1 Nutzer*in hat sich für diesen Beitrag bedankt.

Antwort auf: SD-Entfernung nach med. Karzinom – viele Fragen

| Beitrags-ID: 460597

Liebe Ellen,

danke für Deine Tipps. Möchte auch tatsächlich an der Einnahmesituation zunächst nix rumspielen, sondern diese so optimal wie möglich halten, um erstmal eine stabile Stoffwechsellage zu bekommen. (Was aber auch nicht gerade einfach ist, wenn man verschiedene Informationen erst so nach und nach erfährt… Z.B. dass man Pantoprazol in größerem zeitlichen Abstand zum LT nehmen muss oder vor der Blutentnahme kein LT nehmen soll – wär ja alles einfach, wenn man‘s gewusst hätte 😵‍💫)

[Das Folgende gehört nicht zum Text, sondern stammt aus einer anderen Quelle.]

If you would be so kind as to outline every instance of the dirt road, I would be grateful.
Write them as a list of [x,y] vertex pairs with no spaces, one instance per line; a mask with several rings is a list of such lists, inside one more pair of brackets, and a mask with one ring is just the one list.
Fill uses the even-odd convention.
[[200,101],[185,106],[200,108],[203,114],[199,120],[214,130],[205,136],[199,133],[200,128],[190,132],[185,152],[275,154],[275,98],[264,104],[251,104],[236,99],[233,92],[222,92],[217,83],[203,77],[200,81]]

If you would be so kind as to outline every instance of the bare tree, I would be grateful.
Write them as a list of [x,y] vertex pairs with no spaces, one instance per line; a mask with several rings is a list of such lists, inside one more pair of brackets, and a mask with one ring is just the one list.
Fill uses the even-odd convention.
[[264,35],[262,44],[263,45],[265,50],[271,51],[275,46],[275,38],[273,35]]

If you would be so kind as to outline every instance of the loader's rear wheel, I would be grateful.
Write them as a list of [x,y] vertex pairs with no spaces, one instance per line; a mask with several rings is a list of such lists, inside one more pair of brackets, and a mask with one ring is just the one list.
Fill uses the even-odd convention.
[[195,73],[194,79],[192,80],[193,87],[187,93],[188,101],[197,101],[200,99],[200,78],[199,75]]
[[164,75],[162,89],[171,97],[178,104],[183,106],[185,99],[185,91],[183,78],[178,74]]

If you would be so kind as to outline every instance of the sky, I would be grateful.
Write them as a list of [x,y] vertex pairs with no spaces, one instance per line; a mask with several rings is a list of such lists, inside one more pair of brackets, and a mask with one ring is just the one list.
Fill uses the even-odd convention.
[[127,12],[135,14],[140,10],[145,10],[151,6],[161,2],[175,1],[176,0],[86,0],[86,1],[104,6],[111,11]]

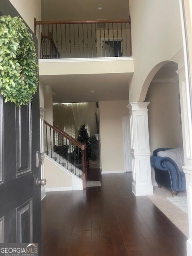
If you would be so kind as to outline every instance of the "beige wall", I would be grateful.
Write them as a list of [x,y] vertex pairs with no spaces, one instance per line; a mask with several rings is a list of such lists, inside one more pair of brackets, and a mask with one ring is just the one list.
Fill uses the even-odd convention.
[[39,82],[39,105],[44,108],[44,92],[43,84]]
[[102,171],[124,170],[122,117],[128,115],[128,100],[99,102]]
[[52,88],[50,85],[44,85],[44,108],[45,109],[45,120],[51,124],[53,124],[53,95]]
[[44,160],[44,168],[46,188],[72,186],[72,177],[46,158]]
[[67,60],[40,60],[39,75],[70,75],[91,74],[133,73],[133,60],[95,60],[94,59],[80,61],[78,60],[69,62]]
[[158,148],[182,146],[180,123],[179,85],[177,83],[152,83],[145,101],[148,105],[150,150]]
[[[179,0],[129,2],[134,70],[129,85],[130,102],[136,102],[144,100],[151,80],[160,67],[148,77],[151,70],[170,60],[182,47],[182,34]],[[144,84],[146,88],[140,95]]]
[[34,18],[41,20],[41,0],[10,0],[30,28],[34,32]]
[[96,133],[95,113],[97,111],[96,102],[88,102],[86,114],[86,124],[89,125],[90,136]]

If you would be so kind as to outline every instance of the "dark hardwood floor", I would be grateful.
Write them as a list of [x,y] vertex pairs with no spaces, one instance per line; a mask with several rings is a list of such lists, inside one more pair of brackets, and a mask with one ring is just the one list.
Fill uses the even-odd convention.
[[186,237],[131,182],[131,173],[105,174],[101,187],[47,193],[43,256],[186,255]]
[[87,168],[87,178],[89,181],[101,180],[101,170],[100,169]]

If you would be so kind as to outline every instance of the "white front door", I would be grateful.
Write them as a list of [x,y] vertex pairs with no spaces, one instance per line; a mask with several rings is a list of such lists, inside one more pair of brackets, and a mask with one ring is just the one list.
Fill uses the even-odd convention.
[[122,117],[123,141],[125,171],[132,172],[131,160],[131,134],[129,116]]

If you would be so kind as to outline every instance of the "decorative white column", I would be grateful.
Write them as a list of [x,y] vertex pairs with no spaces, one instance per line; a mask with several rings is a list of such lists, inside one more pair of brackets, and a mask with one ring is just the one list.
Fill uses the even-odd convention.
[[[184,48],[184,51],[185,50]],[[184,165],[187,189],[189,238],[187,241],[188,256],[192,255],[192,113],[191,110],[190,92],[187,62],[185,60],[184,49],[181,49],[172,60],[178,64],[176,72],[178,75],[181,106],[182,133]]]
[[127,106],[131,127],[132,191],[136,196],[153,194],[147,112],[149,103],[133,102]]

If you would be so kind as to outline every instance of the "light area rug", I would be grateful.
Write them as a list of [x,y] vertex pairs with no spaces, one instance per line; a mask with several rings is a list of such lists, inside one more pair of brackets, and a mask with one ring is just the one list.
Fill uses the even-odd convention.
[[175,197],[162,187],[154,187],[154,194],[147,197],[187,237],[189,237],[186,192],[178,192]]
[[86,181],[86,187],[100,187],[101,182],[100,180],[94,180],[93,181]]

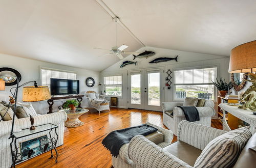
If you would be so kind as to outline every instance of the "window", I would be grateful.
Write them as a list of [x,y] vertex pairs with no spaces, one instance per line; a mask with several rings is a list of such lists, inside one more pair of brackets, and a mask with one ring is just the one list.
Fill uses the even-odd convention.
[[76,73],[60,71],[57,70],[41,68],[41,79],[42,86],[47,86],[50,89],[51,78],[76,80]]
[[104,77],[106,95],[122,96],[122,76]]
[[175,71],[175,99],[198,97],[199,94],[199,97],[203,95],[206,99],[215,100],[215,88],[211,80],[215,81],[217,69],[214,67]]

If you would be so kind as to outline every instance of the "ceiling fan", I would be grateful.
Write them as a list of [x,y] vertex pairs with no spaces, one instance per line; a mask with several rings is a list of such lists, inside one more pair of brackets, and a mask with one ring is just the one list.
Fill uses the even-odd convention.
[[131,52],[131,51],[124,51],[123,50],[125,49],[128,48],[128,46],[123,44],[120,47],[117,46],[117,21],[119,20],[119,18],[118,17],[115,17],[114,18],[114,20],[115,20],[115,22],[116,22],[116,46],[113,47],[111,49],[104,49],[104,48],[97,48],[97,47],[94,47],[93,48],[94,49],[104,49],[104,50],[106,50],[108,51],[110,51],[110,52],[106,54],[103,55],[102,56],[106,56],[110,54],[114,54],[115,55],[117,56],[119,59],[122,60],[123,59],[123,55],[121,54],[122,53],[124,54],[138,54],[139,53],[137,52]]

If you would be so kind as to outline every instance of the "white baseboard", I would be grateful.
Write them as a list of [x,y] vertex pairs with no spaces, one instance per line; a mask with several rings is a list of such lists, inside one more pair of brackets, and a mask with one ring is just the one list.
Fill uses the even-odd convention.
[[125,106],[110,106],[111,107],[117,107],[117,108],[128,108],[127,107],[125,107]]

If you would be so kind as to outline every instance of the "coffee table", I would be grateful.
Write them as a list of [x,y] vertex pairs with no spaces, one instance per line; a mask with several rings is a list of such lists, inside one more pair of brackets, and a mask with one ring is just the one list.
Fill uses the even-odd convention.
[[68,115],[69,121],[65,122],[65,126],[74,128],[82,126],[84,124],[79,120],[79,117],[89,111],[88,109],[77,108],[75,110],[62,109],[59,111],[65,111]]

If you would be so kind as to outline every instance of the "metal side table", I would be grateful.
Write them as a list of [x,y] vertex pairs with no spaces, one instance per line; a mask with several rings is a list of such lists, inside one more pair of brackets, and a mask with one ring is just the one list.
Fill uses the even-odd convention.
[[[30,130],[29,128],[23,129],[20,132],[13,132],[12,135],[10,137],[10,138],[12,139],[11,142],[10,144],[11,145],[11,155],[12,155],[12,167],[15,167],[15,165],[17,163],[18,163],[20,162],[24,161],[30,159],[31,157],[35,157],[39,154],[42,154],[42,153],[46,152],[51,150],[51,157],[50,158],[52,158],[53,157],[52,150],[54,149],[56,152],[56,159],[55,162],[57,162],[57,158],[58,158],[58,152],[57,152],[57,150],[56,149],[56,145],[57,144],[57,142],[58,138],[58,135],[57,133],[56,129],[58,127],[57,125],[52,124],[47,124],[44,125],[41,125],[39,126],[37,126],[35,127],[35,130]],[[55,138],[54,137],[52,136],[52,131],[53,130],[55,130],[55,134],[57,136],[57,138]],[[45,131],[49,131],[49,135],[50,136],[50,138],[48,137],[48,145],[49,146],[49,148],[48,148],[48,150],[46,150],[44,152],[40,153],[38,154],[36,154],[33,156],[31,156],[31,157],[28,158],[22,158],[22,153],[20,150],[20,147],[19,147],[19,145],[18,144],[19,143],[17,142],[17,139],[23,138],[26,136],[29,136],[30,135],[42,132]],[[45,146],[45,144],[44,144]],[[39,146],[40,147],[40,146]],[[37,148],[38,147],[36,147]],[[33,151],[32,151],[33,152]]]

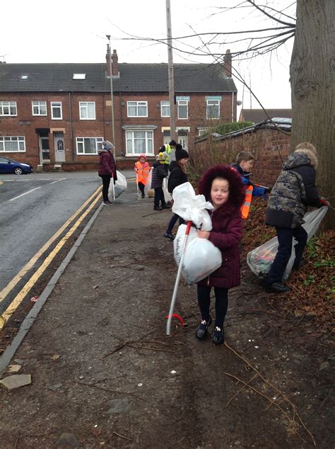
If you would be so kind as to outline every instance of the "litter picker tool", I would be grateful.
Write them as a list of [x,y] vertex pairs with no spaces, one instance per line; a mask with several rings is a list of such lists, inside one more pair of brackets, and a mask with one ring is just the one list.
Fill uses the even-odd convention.
[[113,202],[115,201],[115,189],[114,188],[114,177],[112,176],[111,178],[111,183],[112,183],[112,191],[113,193]]
[[179,281],[180,280],[180,275],[182,274],[182,263],[184,261],[184,256],[185,254],[187,237],[189,234],[189,229],[191,229],[192,224],[192,221],[190,220],[187,221],[187,227],[186,228],[185,238],[184,239],[184,243],[182,245],[182,254],[180,256],[180,261],[179,263],[178,271],[177,272],[177,277],[176,277],[176,280],[175,283],[175,288],[173,289],[173,294],[172,294],[172,297],[171,300],[171,305],[170,306],[170,312],[169,312],[169,315],[168,318],[168,322],[166,324],[166,335],[171,334],[171,321],[173,316],[173,310],[175,309],[175,304],[176,302],[177,293],[178,292]]

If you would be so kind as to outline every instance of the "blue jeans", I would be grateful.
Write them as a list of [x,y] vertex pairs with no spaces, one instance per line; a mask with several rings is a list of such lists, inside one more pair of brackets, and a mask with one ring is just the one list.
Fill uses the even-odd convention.
[[293,229],[276,227],[276,230],[279,244],[278,252],[266,278],[266,284],[268,285],[275,282],[282,282],[285,269],[292,252],[293,238],[294,237],[298,241],[294,246],[295,258],[294,259],[293,268],[297,268],[300,263],[307,239],[307,233],[302,226]]

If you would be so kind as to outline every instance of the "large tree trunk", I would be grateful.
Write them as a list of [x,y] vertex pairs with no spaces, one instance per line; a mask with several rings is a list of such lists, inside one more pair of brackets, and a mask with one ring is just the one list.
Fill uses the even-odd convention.
[[[290,62],[291,149],[301,142],[317,148],[320,195],[335,208],[334,0],[298,0],[295,38]],[[334,211],[326,215],[334,228]]]

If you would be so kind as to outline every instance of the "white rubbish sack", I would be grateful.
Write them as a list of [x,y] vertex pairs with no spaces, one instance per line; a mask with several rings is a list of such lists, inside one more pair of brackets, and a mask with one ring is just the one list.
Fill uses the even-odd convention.
[[113,188],[114,188],[114,198],[117,198],[121,195],[125,190],[127,190],[127,183],[125,176],[117,170],[117,180],[115,181],[115,184],[113,183],[112,178],[110,178],[110,188],[108,189],[108,196],[110,198],[113,198]]
[[[311,239],[317,232],[320,223],[327,213],[328,208],[322,206],[319,209],[317,209],[312,212],[309,212],[305,215],[302,227],[307,233],[307,241]],[[290,260],[286,266],[283,276],[284,280],[288,279],[292,267],[293,266],[294,259],[295,257],[295,251],[294,245],[296,241],[293,239],[292,245],[292,253]],[[278,250],[278,239],[274,237],[266,243],[263,244],[260,246],[255,248],[247,256],[247,263],[254,274],[259,278],[265,278],[270,271],[271,266],[276,257]]]
[[[175,261],[179,266],[186,237],[186,224],[180,224],[173,241]],[[221,251],[207,239],[198,237],[197,231],[191,227],[187,237],[182,275],[189,285],[204,279],[222,263]]]
[[172,212],[192,221],[196,227],[203,231],[211,231],[212,221],[206,209],[213,210],[212,203],[206,201],[204,195],[195,194],[190,183],[184,183],[173,189]]

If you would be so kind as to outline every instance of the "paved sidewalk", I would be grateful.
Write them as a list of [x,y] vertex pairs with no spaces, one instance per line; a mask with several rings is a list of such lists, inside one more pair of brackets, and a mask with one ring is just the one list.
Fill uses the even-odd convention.
[[[228,346],[195,339],[196,288],[182,283],[175,312],[187,326],[174,322],[165,336],[177,272],[163,237],[170,216],[137,200],[133,181],[101,209],[13,358],[32,384],[0,390],[1,449],[313,447],[297,419],[267,408],[276,392],[242,353],[281,390],[299,390],[297,409],[318,447],[329,447],[327,424],[307,408],[319,403],[299,384],[308,360],[296,351],[290,374],[287,348],[263,339],[263,317],[244,314],[259,290],[245,268],[230,295]],[[255,391],[243,387],[255,377]]]

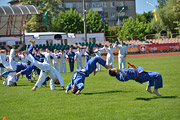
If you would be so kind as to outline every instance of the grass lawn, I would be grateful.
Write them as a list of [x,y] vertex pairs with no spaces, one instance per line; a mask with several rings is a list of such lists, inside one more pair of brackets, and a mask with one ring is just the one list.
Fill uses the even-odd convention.
[[[180,56],[128,58],[127,61],[163,77],[162,97],[145,91],[146,84],[119,82],[103,68],[85,80],[80,95],[56,86],[31,91],[35,83],[20,77],[17,87],[0,84],[0,119],[7,120],[179,120]],[[117,59],[114,61],[117,67]],[[75,65],[76,67],[76,65]],[[72,73],[61,74],[65,86]],[[38,76],[37,76],[38,77]],[[49,83],[49,82],[48,82]]]

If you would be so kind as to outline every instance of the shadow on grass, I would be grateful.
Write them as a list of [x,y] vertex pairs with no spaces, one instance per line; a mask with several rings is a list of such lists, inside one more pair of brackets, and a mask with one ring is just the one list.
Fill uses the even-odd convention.
[[94,92],[94,93],[81,93],[83,95],[94,95],[94,94],[109,94],[109,93],[119,93],[119,92],[130,92],[130,91],[121,91],[121,90],[115,90],[115,91],[105,91],[105,92]]
[[153,99],[173,99],[173,98],[178,98],[178,96],[160,96],[160,97],[150,97],[150,98],[136,98],[135,100],[150,101]]

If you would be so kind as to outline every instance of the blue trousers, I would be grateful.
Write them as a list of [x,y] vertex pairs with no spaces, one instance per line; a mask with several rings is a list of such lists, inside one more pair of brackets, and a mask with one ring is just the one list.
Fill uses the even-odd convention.
[[154,86],[155,89],[163,87],[162,76],[157,72],[144,71],[139,74],[137,82],[144,83],[148,81],[148,87]]
[[69,62],[69,68],[71,72],[74,71],[74,62]]

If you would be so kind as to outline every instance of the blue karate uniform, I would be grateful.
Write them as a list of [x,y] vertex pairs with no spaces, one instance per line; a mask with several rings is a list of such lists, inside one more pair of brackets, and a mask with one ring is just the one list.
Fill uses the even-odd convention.
[[25,75],[27,79],[31,79],[31,72],[33,69],[35,70],[37,69],[37,67],[31,63],[29,66],[26,67],[26,69],[21,71],[21,74]]
[[85,69],[85,72],[82,72],[80,70],[76,70],[74,74],[71,77],[71,82],[66,87],[66,90],[70,90],[73,85],[75,85],[78,90],[84,89],[84,81],[85,77],[88,77],[89,74],[91,74],[96,69],[96,63],[99,63],[103,66],[106,65],[106,61],[100,57],[94,57],[90,59],[86,65],[83,67]]
[[136,82],[139,82],[141,84],[148,81],[149,87],[154,86],[155,89],[163,87],[161,74],[157,72],[144,71],[142,67],[137,67],[137,70],[139,72],[137,80],[137,71],[135,69],[122,69],[121,71],[124,72],[125,77],[121,72],[119,72],[118,76],[116,76],[116,79],[123,82],[128,80],[135,80]]
[[69,58],[68,60],[69,60],[70,71],[73,72],[74,71],[74,56],[75,56],[75,53],[69,51],[67,56]]
[[85,53],[87,53],[89,56],[85,55],[85,62],[87,63],[90,59],[91,59],[91,54],[95,53],[94,51],[90,50],[86,50]]

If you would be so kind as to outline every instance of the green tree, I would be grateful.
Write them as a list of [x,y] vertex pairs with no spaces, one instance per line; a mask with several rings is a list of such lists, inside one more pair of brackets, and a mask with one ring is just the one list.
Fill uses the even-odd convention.
[[161,8],[166,5],[167,0],[157,0],[157,2],[159,3],[158,8]]
[[[40,15],[30,16],[27,21],[27,26],[25,27],[29,31],[41,32],[48,31],[48,27],[51,29],[51,18],[60,12],[59,4],[61,0],[20,0],[23,5],[34,5],[38,8]],[[43,20],[43,15],[47,11],[48,17],[48,27],[45,25]],[[31,20],[33,19],[33,20]],[[38,27],[37,27],[38,26]],[[39,29],[39,26],[41,29]]]
[[80,33],[83,31],[83,21],[76,10],[61,11],[58,17],[52,20],[52,31]]
[[[158,9],[159,31],[164,29],[171,33],[177,32],[177,24],[180,21],[180,12],[175,12],[174,6],[177,6],[178,0],[168,0],[166,5]],[[176,10],[178,10],[177,8]]]
[[102,23],[102,16],[97,11],[91,9],[86,14],[87,32],[104,32],[104,23]]

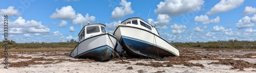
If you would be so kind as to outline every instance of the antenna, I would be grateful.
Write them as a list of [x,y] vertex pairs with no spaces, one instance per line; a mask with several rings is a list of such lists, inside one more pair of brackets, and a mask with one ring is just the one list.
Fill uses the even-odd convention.
[[82,18],[80,19],[80,22],[81,22],[81,29],[82,29]]
[[148,17],[150,17],[150,11],[151,11],[151,8],[150,10],[150,12],[148,12],[148,16],[147,16],[147,18],[148,19]]

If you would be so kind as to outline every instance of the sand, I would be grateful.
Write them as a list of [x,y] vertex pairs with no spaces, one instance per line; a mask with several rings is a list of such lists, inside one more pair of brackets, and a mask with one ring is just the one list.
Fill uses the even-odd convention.
[[[9,58],[9,64],[22,61],[31,63],[26,63],[27,66],[8,67],[8,69],[4,69],[5,65],[2,64],[0,72],[256,72],[256,58],[254,57],[256,55],[252,54],[250,58],[235,57],[236,55],[256,54],[256,52],[253,51],[211,52],[202,49],[183,48],[180,50],[180,57],[166,58],[169,60],[124,59],[123,61],[125,62],[122,62],[118,59],[104,62],[75,59],[68,56],[70,52],[10,53],[12,55],[16,55],[15,57],[17,57]],[[19,57],[22,56],[24,57]],[[184,60],[175,60],[177,61],[175,61],[174,58]],[[210,64],[226,59],[248,62],[250,67],[232,69],[237,65]],[[1,63],[4,62],[4,58],[0,59]],[[169,66],[166,64],[169,62],[180,63],[170,64]],[[237,64],[231,64],[232,63]]]

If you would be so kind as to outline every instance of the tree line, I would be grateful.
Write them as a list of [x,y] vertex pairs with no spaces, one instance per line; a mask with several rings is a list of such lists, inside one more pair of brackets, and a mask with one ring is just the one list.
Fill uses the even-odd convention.
[[228,41],[218,40],[217,41],[196,42],[170,42],[175,46],[186,47],[198,47],[201,48],[256,48],[256,41],[239,41],[237,39]]
[[[71,39],[67,42],[26,42],[16,43],[13,40],[7,40],[9,48],[56,48],[56,47],[70,47],[74,48],[78,42],[74,39]],[[0,48],[4,48],[5,41],[0,42]],[[239,41],[231,39],[228,41],[218,40],[217,41],[199,42],[170,42],[174,45],[179,47],[196,47],[201,48],[256,48],[256,41]]]
[[67,42],[25,42],[25,43],[16,43],[13,40],[3,40],[0,42],[1,44],[0,48],[4,48],[4,44],[8,42],[8,47],[9,48],[56,48],[56,47],[70,47],[74,48],[77,44],[78,42],[74,39],[71,39],[70,41]]

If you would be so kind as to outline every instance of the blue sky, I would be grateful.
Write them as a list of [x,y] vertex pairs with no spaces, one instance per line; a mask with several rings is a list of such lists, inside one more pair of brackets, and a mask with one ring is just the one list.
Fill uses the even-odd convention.
[[113,33],[118,23],[132,17],[147,21],[169,42],[256,40],[256,5],[251,0],[4,2],[0,5],[0,32],[8,15],[8,39],[17,42],[77,40],[81,20],[83,26],[104,23]]

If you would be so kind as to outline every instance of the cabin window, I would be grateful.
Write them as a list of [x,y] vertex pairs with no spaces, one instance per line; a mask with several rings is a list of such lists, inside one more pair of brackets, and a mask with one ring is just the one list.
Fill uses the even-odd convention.
[[99,32],[99,26],[88,27],[86,28],[87,34],[91,34],[97,32]]
[[106,30],[105,30],[105,28],[103,27],[100,27],[100,29],[101,29],[101,32],[102,33],[106,33]]
[[150,29],[150,30],[151,30],[151,27],[150,27],[150,26],[146,25],[146,23],[144,23],[143,22],[140,21],[140,25]]
[[85,34],[84,34],[84,30],[82,31],[82,33],[81,33],[81,35],[79,36],[79,41],[82,39],[82,38],[84,36]]
[[137,21],[137,20],[133,20],[132,21],[132,23],[134,25],[138,25],[138,22]]
[[130,23],[131,24],[131,21],[129,21],[128,22],[126,22],[126,24],[128,24],[128,23]]

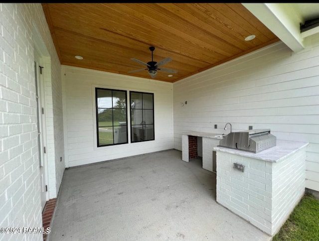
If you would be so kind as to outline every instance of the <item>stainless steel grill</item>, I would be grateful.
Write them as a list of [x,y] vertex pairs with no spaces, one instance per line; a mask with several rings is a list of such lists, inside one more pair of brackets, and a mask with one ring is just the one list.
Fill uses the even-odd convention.
[[276,136],[270,129],[258,129],[231,132],[219,141],[219,146],[259,152],[275,146]]

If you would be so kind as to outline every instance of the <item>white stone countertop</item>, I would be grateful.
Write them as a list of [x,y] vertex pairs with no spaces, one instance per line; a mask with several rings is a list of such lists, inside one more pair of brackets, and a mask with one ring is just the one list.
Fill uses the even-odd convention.
[[185,133],[182,133],[182,134],[193,135],[194,136],[200,136],[201,137],[211,138],[212,139],[217,139],[218,140],[221,140],[222,139],[222,137],[221,136],[222,134],[218,134],[218,133],[202,132],[200,131],[189,131]]
[[276,142],[276,146],[257,153],[223,146],[217,146],[214,148],[214,150],[264,161],[278,162],[309,144],[308,142],[281,140],[277,140]]

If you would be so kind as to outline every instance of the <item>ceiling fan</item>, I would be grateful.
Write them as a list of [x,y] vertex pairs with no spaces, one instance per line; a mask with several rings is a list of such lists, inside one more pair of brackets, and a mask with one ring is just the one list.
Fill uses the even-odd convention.
[[138,71],[142,71],[143,70],[148,70],[149,72],[149,74],[151,75],[151,77],[153,78],[155,78],[156,76],[156,74],[158,72],[158,70],[160,70],[161,71],[164,71],[165,72],[167,73],[176,73],[177,72],[177,70],[174,70],[170,69],[164,69],[162,68],[159,68],[160,66],[163,65],[165,64],[167,64],[169,61],[172,60],[171,58],[169,57],[167,58],[165,58],[163,59],[162,59],[161,61],[159,62],[155,62],[153,61],[153,51],[155,49],[155,47],[153,46],[150,47],[150,50],[152,51],[152,61],[148,62],[147,63],[144,63],[141,60],[139,60],[138,59],[135,59],[134,58],[131,58],[131,59],[132,60],[139,63],[139,64],[142,64],[143,65],[146,66],[148,68],[146,69],[138,69],[136,70],[132,70],[132,71],[129,71],[129,73],[135,73]]

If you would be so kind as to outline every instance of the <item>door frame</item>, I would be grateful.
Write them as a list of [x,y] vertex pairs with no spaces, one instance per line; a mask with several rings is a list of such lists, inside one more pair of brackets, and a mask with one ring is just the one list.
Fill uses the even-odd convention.
[[[36,88],[37,86],[37,92],[39,100],[39,108],[37,104],[37,112],[39,115],[39,126],[40,129],[40,144],[39,149],[39,170],[40,175],[40,190],[41,206],[43,211],[45,203],[49,200],[48,181],[48,163],[47,155],[44,153],[44,148],[46,146],[46,126],[45,123],[45,106],[44,88],[44,74],[40,73],[41,64],[41,57],[36,49],[34,49],[34,71],[35,81],[37,82]],[[36,72],[36,74],[35,73]],[[36,74],[36,75],[35,75]],[[47,150],[46,152],[47,152]]]

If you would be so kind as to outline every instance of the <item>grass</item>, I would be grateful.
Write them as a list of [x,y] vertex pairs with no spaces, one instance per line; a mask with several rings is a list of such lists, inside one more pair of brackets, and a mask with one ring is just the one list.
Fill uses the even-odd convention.
[[272,240],[319,241],[319,200],[306,193]]

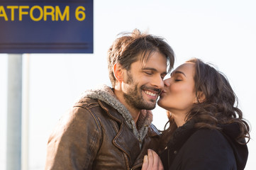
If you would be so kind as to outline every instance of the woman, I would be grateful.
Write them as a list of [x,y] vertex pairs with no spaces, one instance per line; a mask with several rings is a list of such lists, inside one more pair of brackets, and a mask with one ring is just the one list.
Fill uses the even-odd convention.
[[[158,101],[169,118],[160,155],[165,169],[243,169],[250,128],[236,101],[227,79],[209,64],[192,59],[177,68]],[[143,169],[160,167],[152,155]]]

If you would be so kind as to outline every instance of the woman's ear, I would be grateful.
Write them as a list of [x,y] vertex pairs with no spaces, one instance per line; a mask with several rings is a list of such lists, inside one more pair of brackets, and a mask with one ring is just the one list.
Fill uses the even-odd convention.
[[123,81],[123,69],[120,64],[116,63],[113,66],[113,75],[118,81],[121,82]]
[[203,103],[206,99],[206,96],[204,95],[204,94],[201,91],[197,91],[197,96],[196,98],[196,101],[195,102],[196,103]]

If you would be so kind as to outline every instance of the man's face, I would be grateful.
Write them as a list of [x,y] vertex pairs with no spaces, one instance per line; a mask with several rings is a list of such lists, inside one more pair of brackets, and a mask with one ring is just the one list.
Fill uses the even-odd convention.
[[145,65],[140,60],[133,62],[130,69],[126,70],[122,82],[126,104],[138,110],[155,108],[157,99],[164,88],[166,70],[167,58],[157,52],[149,57]]

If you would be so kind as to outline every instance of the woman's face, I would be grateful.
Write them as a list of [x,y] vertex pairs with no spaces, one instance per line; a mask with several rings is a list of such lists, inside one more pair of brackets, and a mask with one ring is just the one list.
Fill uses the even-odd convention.
[[158,105],[173,114],[187,114],[196,102],[194,73],[195,64],[191,62],[186,62],[173,71],[171,77],[164,81],[165,88]]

Mich wundert halt auch, dass sich hoher und niedriger TSH völlig gleich anfühlen, und beides nicht gut. Nix mit (individuellem) Wohlfühlwert bisher, obwohl der doch irgendwie schonmal hätte dabei sein müssen. Wie fühlt sich das Anfluten an, und wie lange nach der Einnahme findet das statt?

Falls jmd. noch Ideen zu meinen anderen Punkten hat, würde ich mich freuen 😊

Sonnige Grüße von Slart

Antwort auf: SD-Entfernung nach med. Karzinom – viele Fragen

| Beitrags-ID: 460598

Hallo Slart,

ich weiß gar nicht mehr genau welche Symptome ich durch das Anfluten hatte da es sehr lange ist.

Ich hatte mir damals eine Liste gemacht, die ich momentan nicht finde. Ich weiß nur noch das ich u. a. Panik und hohen BD und Puls bekam. Ohne das morgendliche LT war der BD beim Arzt niedriger.

Ich nahm meine Dosis gegen 6 Uhr und das Anfluten fing gegen 7:30 Uhr an und hörte gegen 10 Uhr auf.

Dein TSH hat ja durch die unterschiedlichen Dosierungen geschwankt, außerdem ist bis jetzt nur eine kurze Zeit vergangen. Bei mir hat er bei meiner Hausärztin trotz gleicher Dosierung geschwankt (zwischen 0,4 und 2,…) und mir ging es immer bestens. Bei dem Labor meines ehemaligen SD-Arztes sieht es anders aus, da schwankt er nicht so.

LG Ellen

 

  • Diese Antwort wurde geändert vor 1 Woche, 6 Tage von Ellen1.